The article says the federal government is pushing for a public interest test that would subject media mergers to extra scrutiny under proposed laws. Details in the article are limited, but the change would mean mergers face additional review beyond current checks.

Foxtel chief executive Richard Freudenstein is quoted in the article raising concerns. He described the proposed public interest test as 'cumbersome' and warned of potential consequences for deals.

According to the article, a media merger could be considered by up to four regulators under the proposed laws, which is the source of the concerns about added complexity and delay.

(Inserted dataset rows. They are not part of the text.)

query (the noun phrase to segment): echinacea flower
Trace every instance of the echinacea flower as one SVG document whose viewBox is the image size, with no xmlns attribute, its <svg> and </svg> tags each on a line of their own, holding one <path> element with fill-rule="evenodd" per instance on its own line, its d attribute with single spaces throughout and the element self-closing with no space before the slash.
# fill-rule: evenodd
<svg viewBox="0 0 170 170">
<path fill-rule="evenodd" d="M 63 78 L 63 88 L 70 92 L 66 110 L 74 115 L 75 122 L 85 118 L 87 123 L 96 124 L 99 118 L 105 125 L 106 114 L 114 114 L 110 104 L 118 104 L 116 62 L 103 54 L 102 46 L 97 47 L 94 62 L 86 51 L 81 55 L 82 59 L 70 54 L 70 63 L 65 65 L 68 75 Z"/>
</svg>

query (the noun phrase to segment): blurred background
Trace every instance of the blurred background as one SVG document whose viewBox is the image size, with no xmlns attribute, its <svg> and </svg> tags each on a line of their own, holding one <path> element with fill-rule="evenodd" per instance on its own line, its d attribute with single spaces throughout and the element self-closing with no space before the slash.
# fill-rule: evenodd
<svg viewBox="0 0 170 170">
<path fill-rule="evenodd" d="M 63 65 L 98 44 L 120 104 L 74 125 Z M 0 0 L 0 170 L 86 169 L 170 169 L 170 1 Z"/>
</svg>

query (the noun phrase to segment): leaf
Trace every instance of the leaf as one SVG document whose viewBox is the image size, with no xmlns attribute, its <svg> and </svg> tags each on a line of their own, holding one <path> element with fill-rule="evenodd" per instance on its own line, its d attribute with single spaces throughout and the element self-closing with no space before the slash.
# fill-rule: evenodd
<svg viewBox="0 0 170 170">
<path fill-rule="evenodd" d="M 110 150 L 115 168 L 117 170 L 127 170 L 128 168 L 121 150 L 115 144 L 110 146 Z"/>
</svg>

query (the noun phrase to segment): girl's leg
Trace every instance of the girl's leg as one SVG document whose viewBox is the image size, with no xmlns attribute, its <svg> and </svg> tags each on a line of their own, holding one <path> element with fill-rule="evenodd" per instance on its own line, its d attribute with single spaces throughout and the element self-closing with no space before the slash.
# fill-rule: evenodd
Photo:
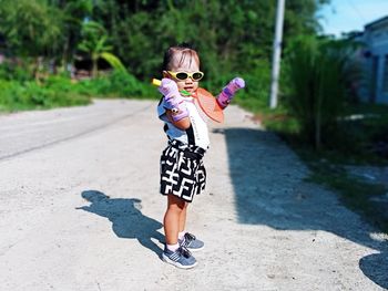
<svg viewBox="0 0 388 291">
<path fill-rule="evenodd" d="M 175 195 L 167 195 L 167 210 L 164 215 L 164 235 L 167 245 L 177 243 L 181 215 L 185 208 L 185 201 Z"/>
<path fill-rule="evenodd" d="M 184 207 L 182 209 L 182 212 L 180 215 L 180 232 L 182 232 L 185 229 L 186 226 L 186 214 L 187 214 L 187 206 L 188 202 L 184 202 Z"/>
</svg>

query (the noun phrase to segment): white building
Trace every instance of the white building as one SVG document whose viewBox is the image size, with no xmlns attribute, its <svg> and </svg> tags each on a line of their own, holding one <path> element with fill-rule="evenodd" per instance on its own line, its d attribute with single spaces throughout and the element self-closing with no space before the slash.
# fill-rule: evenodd
<svg viewBox="0 0 388 291">
<path fill-rule="evenodd" d="M 366 24 L 357 39 L 366 45 L 363 63 L 367 82 L 360 91 L 360 97 L 388 104 L 388 15 Z"/>
</svg>

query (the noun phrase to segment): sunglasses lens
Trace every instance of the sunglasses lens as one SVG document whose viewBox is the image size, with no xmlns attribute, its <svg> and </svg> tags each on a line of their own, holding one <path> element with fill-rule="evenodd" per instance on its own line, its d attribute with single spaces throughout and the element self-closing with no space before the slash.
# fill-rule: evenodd
<svg viewBox="0 0 388 291">
<path fill-rule="evenodd" d="M 184 72 L 176 74 L 176 79 L 178 79 L 178 80 L 186 80 L 187 77 L 188 77 L 188 75 Z"/>
<path fill-rule="evenodd" d="M 196 72 L 193 74 L 193 80 L 198 81 L 203 77 L 203 75 L 204 75 L 203 73 Z"/>
</svg>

The article explains Foxtel's view that having a merger considered by up to four regulators would add complexity, cause delays and could discourage legitimate deals—hence calling the proposal 'cumbersome.'

The article notes that reviews by multiple regulators could cause delays and potentially discourage legitimate deals. That suggests deal timelines could lengthen and some transactions might be reconsidered because of the added regulatory hurdles.

No. The article does not say the laws will categorically block mergers. It reports that Foxtel warned the proposals could be cumbersome and potentially discourage legitimate deals, but it stops short of saying mergers would be banned.

The article quotes Richard Freudenstein, chief executive of Foxtel, which is described as Australia's largest pay TV company. Their view is notable because a major industry participant is warning that the proposed rules could materially complicate media transactions.

Based on the article, investors should watch developments in the proposed laws and industry commentary—particularly responses from major media companies and any statements about how many regulators will be involved—since those details drive potential delays and changes in deal activity.